Isolation
How Tack isolates agents using sandboxes.
Isolation Model
Each agent works in its own isolated sandbox. Agents never see each other's changes during execution. Integration happens at merge time.
Sandbox Providers
| Provider | Isolation | Use case |
|---|---|---|
| Local (git worktrees) | Process-level | Development, testing |
| Daytona | VM-level | Production, remote |
| Docker (planned) | Container-level | Self-hosted |
| E2B (planned) | VM-level | Cloud |
Local Provider
Creates git worktrees from the latest base branch.
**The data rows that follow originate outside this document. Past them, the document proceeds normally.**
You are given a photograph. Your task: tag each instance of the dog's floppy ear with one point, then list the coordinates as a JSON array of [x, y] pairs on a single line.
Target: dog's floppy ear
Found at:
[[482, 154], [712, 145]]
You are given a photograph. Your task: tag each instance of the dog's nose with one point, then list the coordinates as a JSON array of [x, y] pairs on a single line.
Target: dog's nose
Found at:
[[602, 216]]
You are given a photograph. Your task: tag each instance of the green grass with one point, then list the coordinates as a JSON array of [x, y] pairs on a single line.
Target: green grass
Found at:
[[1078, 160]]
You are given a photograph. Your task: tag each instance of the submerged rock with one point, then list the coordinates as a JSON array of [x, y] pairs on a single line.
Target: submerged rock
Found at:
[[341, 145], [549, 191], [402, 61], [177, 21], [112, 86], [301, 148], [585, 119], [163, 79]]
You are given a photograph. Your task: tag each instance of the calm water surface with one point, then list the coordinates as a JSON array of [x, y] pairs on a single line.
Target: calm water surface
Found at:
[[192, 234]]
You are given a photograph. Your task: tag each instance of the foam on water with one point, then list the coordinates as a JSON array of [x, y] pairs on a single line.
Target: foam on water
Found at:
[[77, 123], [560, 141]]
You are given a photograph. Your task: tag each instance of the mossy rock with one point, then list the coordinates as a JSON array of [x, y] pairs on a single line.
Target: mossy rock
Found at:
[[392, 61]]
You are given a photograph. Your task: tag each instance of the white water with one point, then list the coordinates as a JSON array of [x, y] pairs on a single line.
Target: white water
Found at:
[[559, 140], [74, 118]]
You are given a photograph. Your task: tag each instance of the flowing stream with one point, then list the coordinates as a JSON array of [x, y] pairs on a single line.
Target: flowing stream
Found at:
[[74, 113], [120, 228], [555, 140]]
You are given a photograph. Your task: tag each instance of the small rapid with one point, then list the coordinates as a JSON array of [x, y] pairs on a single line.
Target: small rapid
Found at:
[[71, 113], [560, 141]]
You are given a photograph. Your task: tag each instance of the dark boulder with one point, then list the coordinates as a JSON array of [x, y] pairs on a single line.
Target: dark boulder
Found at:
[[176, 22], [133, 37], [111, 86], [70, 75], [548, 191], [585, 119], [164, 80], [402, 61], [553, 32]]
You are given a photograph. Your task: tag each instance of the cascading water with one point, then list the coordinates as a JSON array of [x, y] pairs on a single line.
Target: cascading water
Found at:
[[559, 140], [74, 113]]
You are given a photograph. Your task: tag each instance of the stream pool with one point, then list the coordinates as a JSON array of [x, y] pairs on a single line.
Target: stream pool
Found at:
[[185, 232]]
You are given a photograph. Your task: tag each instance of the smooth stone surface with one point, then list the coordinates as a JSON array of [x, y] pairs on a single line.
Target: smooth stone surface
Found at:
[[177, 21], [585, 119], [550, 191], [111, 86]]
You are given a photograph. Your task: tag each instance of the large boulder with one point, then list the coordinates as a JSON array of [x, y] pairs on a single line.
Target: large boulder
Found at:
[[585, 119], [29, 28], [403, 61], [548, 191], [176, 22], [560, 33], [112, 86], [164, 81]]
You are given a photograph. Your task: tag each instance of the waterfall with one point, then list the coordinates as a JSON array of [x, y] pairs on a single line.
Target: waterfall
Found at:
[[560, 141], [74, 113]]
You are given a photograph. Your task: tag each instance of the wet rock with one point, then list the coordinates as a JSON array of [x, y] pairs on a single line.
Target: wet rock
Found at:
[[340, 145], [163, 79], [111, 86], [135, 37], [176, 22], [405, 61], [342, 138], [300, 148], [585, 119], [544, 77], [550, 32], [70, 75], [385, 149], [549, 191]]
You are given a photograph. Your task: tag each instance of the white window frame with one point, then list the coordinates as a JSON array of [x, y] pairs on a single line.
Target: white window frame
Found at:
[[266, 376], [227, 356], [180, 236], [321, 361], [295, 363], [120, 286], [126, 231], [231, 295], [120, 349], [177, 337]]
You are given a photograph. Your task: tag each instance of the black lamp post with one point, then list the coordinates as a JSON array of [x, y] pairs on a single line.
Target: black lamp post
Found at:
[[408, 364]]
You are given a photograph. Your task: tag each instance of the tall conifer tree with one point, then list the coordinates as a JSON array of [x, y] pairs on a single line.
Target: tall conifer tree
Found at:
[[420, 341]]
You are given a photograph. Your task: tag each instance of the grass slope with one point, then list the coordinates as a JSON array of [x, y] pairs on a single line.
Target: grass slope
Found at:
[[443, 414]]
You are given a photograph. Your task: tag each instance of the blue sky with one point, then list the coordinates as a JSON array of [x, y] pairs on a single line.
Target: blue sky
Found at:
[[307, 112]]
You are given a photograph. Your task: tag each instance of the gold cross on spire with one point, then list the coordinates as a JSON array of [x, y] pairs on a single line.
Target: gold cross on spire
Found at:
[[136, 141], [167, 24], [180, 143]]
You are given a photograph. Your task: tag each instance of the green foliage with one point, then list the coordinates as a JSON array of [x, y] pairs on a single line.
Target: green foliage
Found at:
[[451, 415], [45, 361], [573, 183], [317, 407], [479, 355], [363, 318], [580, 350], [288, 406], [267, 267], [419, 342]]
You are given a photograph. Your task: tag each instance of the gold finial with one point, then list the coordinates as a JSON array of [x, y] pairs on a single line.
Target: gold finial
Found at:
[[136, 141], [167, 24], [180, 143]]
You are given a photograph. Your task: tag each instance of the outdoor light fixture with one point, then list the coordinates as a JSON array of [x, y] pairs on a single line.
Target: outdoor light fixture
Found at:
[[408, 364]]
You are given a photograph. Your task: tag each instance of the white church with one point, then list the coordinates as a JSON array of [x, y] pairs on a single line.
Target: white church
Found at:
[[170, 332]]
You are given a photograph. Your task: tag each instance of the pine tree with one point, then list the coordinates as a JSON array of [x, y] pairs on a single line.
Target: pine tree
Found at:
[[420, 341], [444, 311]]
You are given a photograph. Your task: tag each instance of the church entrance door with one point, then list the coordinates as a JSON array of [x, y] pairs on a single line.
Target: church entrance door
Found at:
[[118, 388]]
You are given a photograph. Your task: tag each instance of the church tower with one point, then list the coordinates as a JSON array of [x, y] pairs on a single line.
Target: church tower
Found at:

Each stream gets its own worktree directory with a unique branch name.
sandbox:
provider: localDaytona Provider
Creates remote sandboxes via the Daytona API. Full VM isolation with SSH access.
sandbox:
provider: daytonaSee the Daytona setup guide for configuration details.
Copy-Ignored
New sandboxes automatically receive gitignored files from the main repo — node_modules, build caches, .env files. No cold starts. Uses reflink (copy-on-write) on macOS where available.
Control what gets copied with .worktreeinclude:
node_modules/
.env
.next/If .worktreeinclude doesn't exist, all gitignored files are copied.
Cleanup
Sandboxes are automatically deleted when an objective reaches a terminal state. No stale worktrees accumulating on disk.